Il aura donc fallu patienter des
dizaines d’années pour que la création complète de la partition existante d’Edda voie le jour. Il est vrai que
l’écriture de Leifs, en particulier les parties vocales, est d’une grande
exigence. Le compositeur fait intervenir les chœurs de façon récurrente et la
tessiture qu’il leur propose va du suraigu pour les sopranos aux graves les
plus profonds pour les basses. Il en va de même pour les solistes du chant. Edda I, « La Création du
monde », est en treize parties, chacune d’elles racontant une étape de la
création d’après la tradition nordique. C’est la nature qui intéresse d’abord
Leifs, il suffit pour s’en convaincre de citer l’un ou l’autre titre : Mer, Terre, Ciel, Soleil, Jour, Nuit. Nous
n’entamerons pas ici le débat stérile d’une comparaison, même légère, avec le
monument wagnérien. Mais on soulignera, parmi d’autres aspects du style, des
passages polyphoniques ou l’utilisation de l’orgue et la présence d’un
leitmotiv reliant certains mouvements, avec trompettes, cors et trombones. Edda II, « Les Vies des
dieux », en six parties, met en scène successivement Odin, ses fils, les
déesses Frigg ou Freya, les Valkyries, les Nornes et les Guerriers. Le premier
et le troisième mouvement sont les plus largement développés.

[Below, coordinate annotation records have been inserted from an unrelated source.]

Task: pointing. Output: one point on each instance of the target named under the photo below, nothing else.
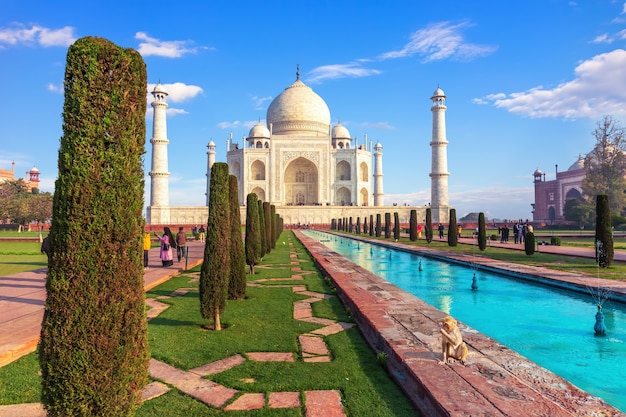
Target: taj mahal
(310, 170)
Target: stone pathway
(322, 403)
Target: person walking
(167, 241)
(181, 244)
(147, 244)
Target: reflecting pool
(550, 326)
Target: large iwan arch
(301, 183)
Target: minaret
(159, 176)
(210, 162)
(378, 175)
(439, 165)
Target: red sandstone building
(550, 196)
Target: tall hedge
(396, 226)
(93, 350)
(413, 226)
(237, 280)
(262, 238)
(482, 232)
(453, 234)
(604, 234)
(215, 270)
(253, 232)
(429, 225)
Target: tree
(578, 211)
(253, 232)
(413, 226)
(482, 232)
(429, 225)
(453, 235)
(93, 352)
(237, 280)
(396, 226)
(604, 233)
(262, 238)
(605, 165)
(387, 225)
(215, 270)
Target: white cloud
(598, 88)
(168, 49)
(440, 41)
(37, 35)
(330, 72)
(55, 88)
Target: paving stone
(284, 400)
(333, 328)
(156, 308)
(23, 410)
(271, 356)
(247, 402)
(323, 404)
(219, 366)
(153, 390)
(313, 344)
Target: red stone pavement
(496, 382)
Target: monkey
(452, 344)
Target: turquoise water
(551, 327)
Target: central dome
(298, 110)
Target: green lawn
(262, 322)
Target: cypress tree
(268, 226)
(429, 225)
(482, 232)
(387, 225)
(453, 236)
(413, 226)
(253, 231)
(604, 235)
(396, 226)
(273, 236)
(262, 229)
(237, 281)
(93, 351)
(215, 270)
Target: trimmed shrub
(453, 239)
(237, 281)
(413, 226)
(529, 243)
(604, 234)
(429, 225)
(482, 232)
(253, 232)
(215, 270)
(93, 351)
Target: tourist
(181, 243)
(167, 241)
(147, 244)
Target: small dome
(259, 130)
(439, 93)
(579, 164)
(340, 132)
(298, 110)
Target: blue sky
(526, 82)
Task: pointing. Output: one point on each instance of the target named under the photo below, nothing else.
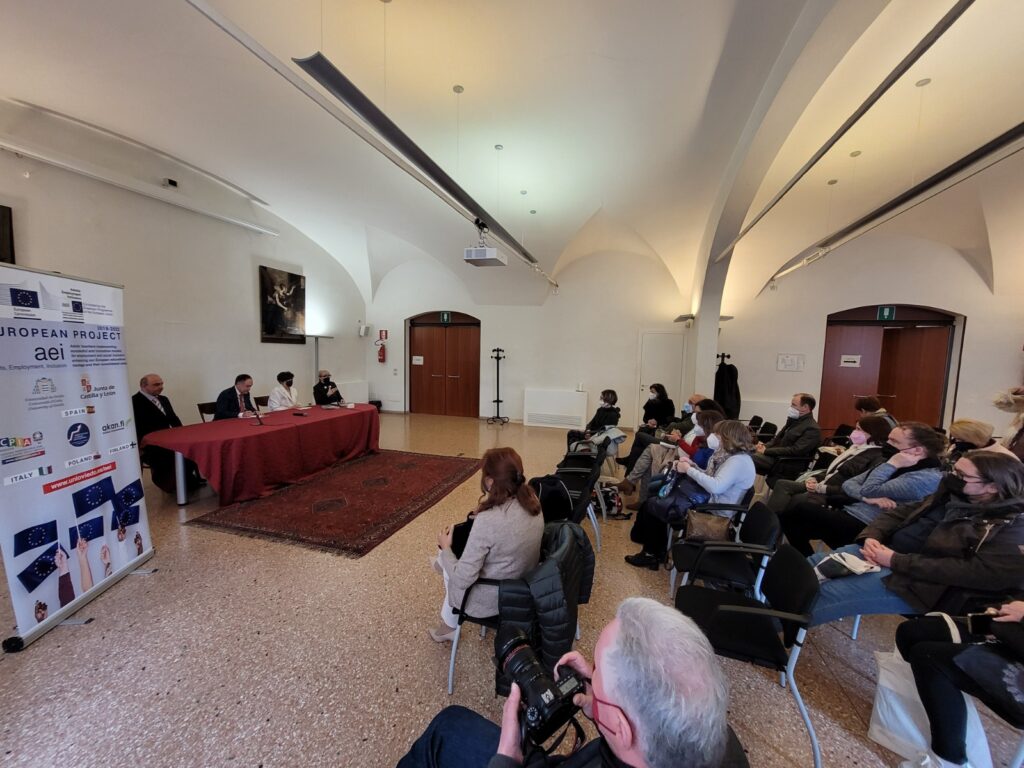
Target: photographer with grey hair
(655, 693)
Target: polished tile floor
(239, 651)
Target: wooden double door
(444, 369)
(904, 365)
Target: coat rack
(498, 418)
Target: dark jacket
(606, 416)
(727, 389)
(660, 411)
(321, 396)
(148, 418)
(799, 437)
(227, 404)
(970, 553)
(544, 603)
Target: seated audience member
(957, 551)
(1013, 402)
(284, 395)
(656, 458)
(605, 416)
(969, 434)
(910, 472)
(674, 431)
(655, 694)
(153, 412)
(235, 402)
(989, 671)
(326, 391)
(504, 542)
(870, 406)
(864, 453)
(800, 436)
(729, 475)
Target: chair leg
(455, 648)
(1018, 758)
(794, 654)
(593, 521)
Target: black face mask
(953, 485)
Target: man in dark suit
(235, 401)
(801, 435)
(326, 391)
(153, 412)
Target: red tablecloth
(243, 460)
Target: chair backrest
(206, 409)
(556, 504)
(790, 585)
(761, 526)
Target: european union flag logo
(40, 568)
(37, 536)
(89, 529)
(93, 496)
(20, 297)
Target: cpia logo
(20, 441)
(78, 434)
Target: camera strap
(532, 749)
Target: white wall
(192, 307)
(589, 332)
(882, 269)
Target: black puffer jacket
(544, 603)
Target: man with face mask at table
(800, 436)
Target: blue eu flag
(20, 297)
(92, 496)
(37, 536)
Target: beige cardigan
(504, 543)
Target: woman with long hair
(504, 542)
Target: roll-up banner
(72, 511)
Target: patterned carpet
(350, 507)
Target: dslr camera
(547, 705)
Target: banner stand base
(16, 643)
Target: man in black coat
(235, 401)
(153, 412)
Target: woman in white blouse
(284, 395)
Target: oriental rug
(351, 507)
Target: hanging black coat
(727, 389)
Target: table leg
(179, 478)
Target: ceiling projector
(482, 256)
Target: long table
(243, 459)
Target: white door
(662, 355)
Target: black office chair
(739, 564)
(741, 628)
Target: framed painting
(283, 306)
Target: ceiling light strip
(356, 126)
(126, 182)
(919, 50)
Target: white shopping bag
(899, 722)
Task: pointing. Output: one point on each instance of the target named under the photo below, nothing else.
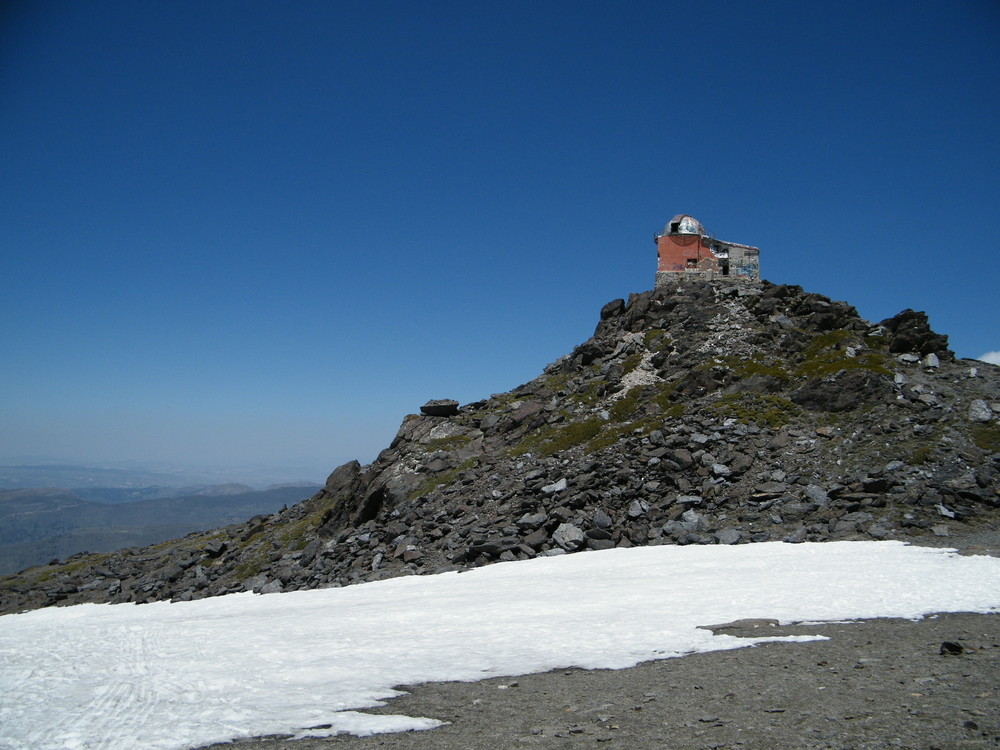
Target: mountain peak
(699, 412)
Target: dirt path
(873, 684)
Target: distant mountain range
(702, 413)
(39, 524)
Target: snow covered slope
(175, 675)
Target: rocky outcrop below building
(708, 413)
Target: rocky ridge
(709, 413)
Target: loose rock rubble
(710, 413)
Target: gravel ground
(872, 684)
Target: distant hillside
(41, 524)
(708, 413)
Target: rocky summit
(698, 413)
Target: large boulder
(440, 407)
(910, 331)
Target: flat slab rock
(441, 407)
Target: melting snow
(175, 675)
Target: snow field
(176, 675)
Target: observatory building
(687, 252)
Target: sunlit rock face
(698, 413)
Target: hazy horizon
(240, 234)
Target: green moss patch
(762, 410)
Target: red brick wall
(675, 250)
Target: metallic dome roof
(684, 224)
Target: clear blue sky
(263, 232)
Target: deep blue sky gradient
(262, 232)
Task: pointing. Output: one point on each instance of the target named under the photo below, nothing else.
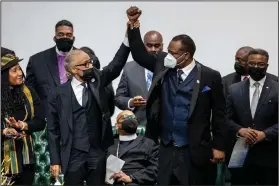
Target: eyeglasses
(86, 64)
(255, 64)
(240, 61)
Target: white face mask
(171, 62)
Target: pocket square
(206, 88)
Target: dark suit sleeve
(219, 125)
(114, 68)
(139, 52)
(273, 77)
(230, 114)
(225, 87)
(53, 129)
(38, 123)
(30, 76)
(148, 175)
(110, 95)
(122, 93)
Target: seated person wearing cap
(139, 153)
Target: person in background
(252, 112)
(45, 70)
(241, 69)
(135, 80)
(183, 95)
(139, 153)
(79, 125)
(21, 115)
(109, 89)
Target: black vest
(87, 124)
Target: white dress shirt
(128, 137)
(77, 88)
(186, 70)
(252, 87)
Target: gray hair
(69, 62)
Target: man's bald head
(153, 41)
(242, 53)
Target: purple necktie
(61, 69)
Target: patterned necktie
(84, 95)
(179, 76)
(149, 79)
(255, 99)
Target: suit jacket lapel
(142, 79)
(66, 97)
(264, 94)
(195, 90)
(52, 65)
(94, 85)
(156, 79)
(135, 143)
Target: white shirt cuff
(131, 108)
(126, 42)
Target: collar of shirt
(60, 53)
(242, 77)
(186, 70)
(253, 81)
(128, 137)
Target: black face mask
(257, 73)
(64, 44)
(239, 69)
(88, 74)
(130, 126)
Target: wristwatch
(133, 179)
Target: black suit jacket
(141, 159)
(131, 84)
(239, 115)
(60, 118)
(202, 103)
(232, 78)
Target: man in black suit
(109, 89)
(252, 111)
(241, 69)
(45, 70)
(180, 101)
(79, 125)
(136, 80)
(139, 153)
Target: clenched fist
(133, 13)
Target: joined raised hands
(133, 13)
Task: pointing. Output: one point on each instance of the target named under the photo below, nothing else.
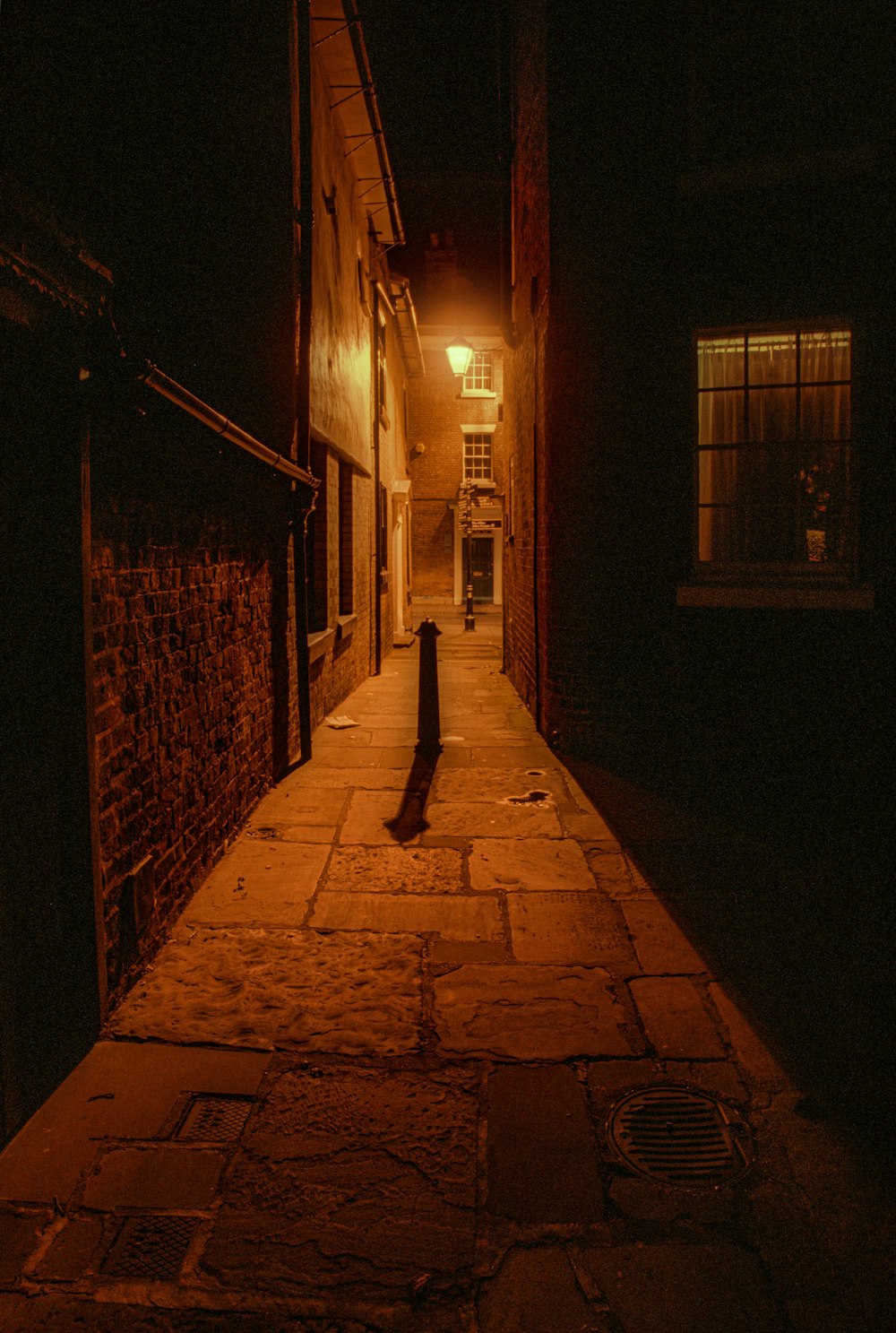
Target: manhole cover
(151, 1247)
(680, 1136)
(212, 1119)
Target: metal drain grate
(680, 1136)
(213, 1119)
(151, 1248)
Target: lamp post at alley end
(459, 353)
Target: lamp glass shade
(459, 353)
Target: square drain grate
(151, 1248)
(213, 1119)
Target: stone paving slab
(530, 1013)
(366, 756)
(352, 1177)
(541, 1149)
(163, 1176)
(263, 881)
(611, 870)
(533, 864)
(343, 779)
(119, 1091)
(297, 804)
(71, 1251)
(748, 1047)
(536, 1292)
(659, 943)
(265, 831)
(62, 1313)
(567, 928)
(495, 784)
(450, 917)
(688, 1288)
(466, 818)
(382, 818)
(395, 870)
(286, 990)
(19, 1233)
(587, 827)
(675, 1017)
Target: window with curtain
(478, 456)
(478, 377)
(775, 449)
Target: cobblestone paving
(419, 991)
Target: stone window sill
(319, 643)
(346, 628)
(755, 596)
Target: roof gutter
(182, 397)
(354, 19)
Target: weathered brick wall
(190, 545)
(524, 566)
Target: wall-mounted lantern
(459, 353)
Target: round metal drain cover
(680, 1136)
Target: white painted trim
(745, 597)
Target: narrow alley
(398, 1069)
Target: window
(478, 456)
(316, 571)
(383, 527)
(478, 377)
(773, 467)
(346, 541)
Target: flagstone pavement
(366, 1081)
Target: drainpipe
(377, 533)
(303, 281)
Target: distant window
(480, 375)
(478, 456)
(773, 467)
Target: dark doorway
(483, 568)
(48, 968)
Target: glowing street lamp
(459, 353)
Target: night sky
(156, 129)
(435, 74)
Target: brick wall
(524, 568)
(190, 657)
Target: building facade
(174, 418)
(456, 436)
(699, 407)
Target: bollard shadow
(411, 816)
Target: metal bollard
(428, 724)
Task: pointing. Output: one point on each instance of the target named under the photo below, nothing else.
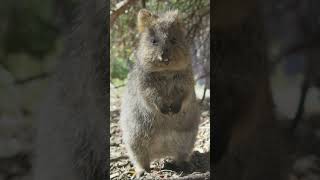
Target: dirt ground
(121, 168)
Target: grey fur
(159, 111)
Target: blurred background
(30, 39)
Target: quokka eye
(153, 40)
(173, 40)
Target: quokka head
(163, 45)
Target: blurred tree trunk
(246, 138)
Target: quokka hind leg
(140, 160)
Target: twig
(118, 158)
(202, 176)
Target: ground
(121, 168)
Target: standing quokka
(159, 112)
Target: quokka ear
(145, 19)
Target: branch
(120, 9)
(32, 78)
(202, 176)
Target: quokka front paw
(172, 108)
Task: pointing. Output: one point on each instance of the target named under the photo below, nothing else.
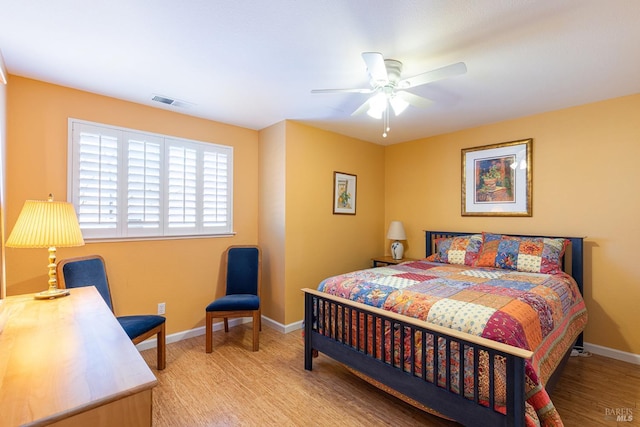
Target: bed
(477, 332)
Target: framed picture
(496, 179)
(344, 193)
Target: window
(130, 184)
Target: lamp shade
(44, 224)
(396, 231)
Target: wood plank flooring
(234, 386)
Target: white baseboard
(285, 329)
(612, 353)
(183, 335)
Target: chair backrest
(243, 270)
(85, 271)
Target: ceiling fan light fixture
(373, 113)
(377, 105)
(398, 104)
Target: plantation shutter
(143, 184)
(129, 184)
(96, 195)
(182, 187)
(216, 192)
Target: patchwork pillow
(530, 254)
(457, 250)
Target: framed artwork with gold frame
(344, 193)
(496, 179)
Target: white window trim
(122, 232)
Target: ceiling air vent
(170, 101)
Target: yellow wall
(272, 217)
(3, 135)
(318, 243)
(183, 273)
(585, 175)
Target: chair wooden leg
(256, 329)
(208, 328)
(162, 349)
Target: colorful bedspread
(538, 312)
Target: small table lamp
(47, 224)
(396, 233)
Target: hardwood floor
(234, 386)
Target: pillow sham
(528, 254)
(461, 250)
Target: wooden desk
(67, 362)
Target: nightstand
(388, 260)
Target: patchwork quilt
(543, 313)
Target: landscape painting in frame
(344, 193)
(496, 179)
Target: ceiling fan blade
(376, 68)
(413, 99)
(363, 90)
(361, 109)
(433, 75)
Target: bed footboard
(403, 361)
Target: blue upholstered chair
(242, 277)
(90, 270)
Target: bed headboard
(574, 251)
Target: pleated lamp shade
(43, 224)
(47, 224)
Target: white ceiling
(253, 63)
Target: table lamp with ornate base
(47, 224)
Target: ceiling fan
(389, 89)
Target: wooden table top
(64, 356)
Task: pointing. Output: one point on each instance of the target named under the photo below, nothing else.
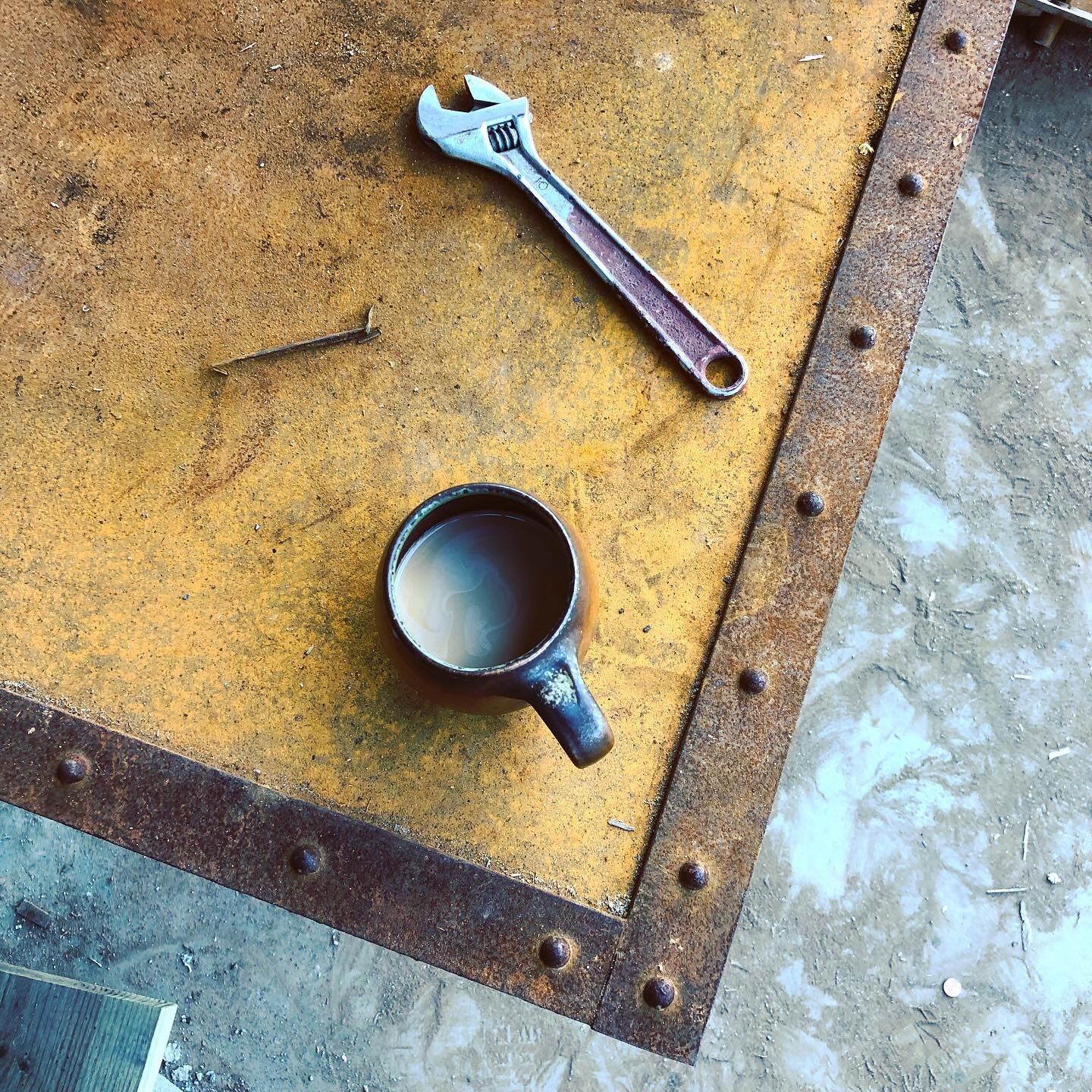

Nous n’hésitons pas à constater
qu’Edda II paraît plus fascinante que
« La création du monde », au cours de laquelle certains effets
laissent parfois l’auditeur un peu sur sa faim et égarent l’attention. Leifs
est en réalité de plus en plus inspiré à mesure que le projet prend
corps ; dans Edda II, la force
dégagée par les interventions orchestrales (impressionnante présence de la
percussion ) et chorales, ainsi que les couleurs dramatiques, sont
convaincantes. On ne peut que regretter l’inachèvement de ce gigantesque oratorio,
terme qui, dans l’acception de Leifs, dépasse le sens lyrique pour entrer dans
une dimension sacrée qui ne dit pas son nom, mais en est une composante
fondamentale. Le compositeur n’avait-il pas, pour l’inachevée Edda III, pensé au gigantisme des Requiems de Berlioz et de Verdi, dont
l’audition en concert l’avait marqué lors d’un passage dans la capitale
française ?
Ces partitions de grand format
sont à découvrir en raison de leur originalité, de leur message poétique et de
leur qualité d’écriture, même si celle-ci est parfois inégale. Elles invitent
en tout cas à un approfondissement du compositeur. D’autant plus que
l’exécution en est exemplaire. On y associera le ténor Gunnar Gudbjörnsson et
la basse Bjarni Thor Kristinsson pour le premier volet, la mezzo-soprano Hanna
Dora Sturludottir, le ténor Elmar Gilbertsson et la basse Kristinn Sigmundsson
pour le second. Tous chantent dans leur arbre généalogique et se jouent des
difficultés techniques avec un remarquable talent.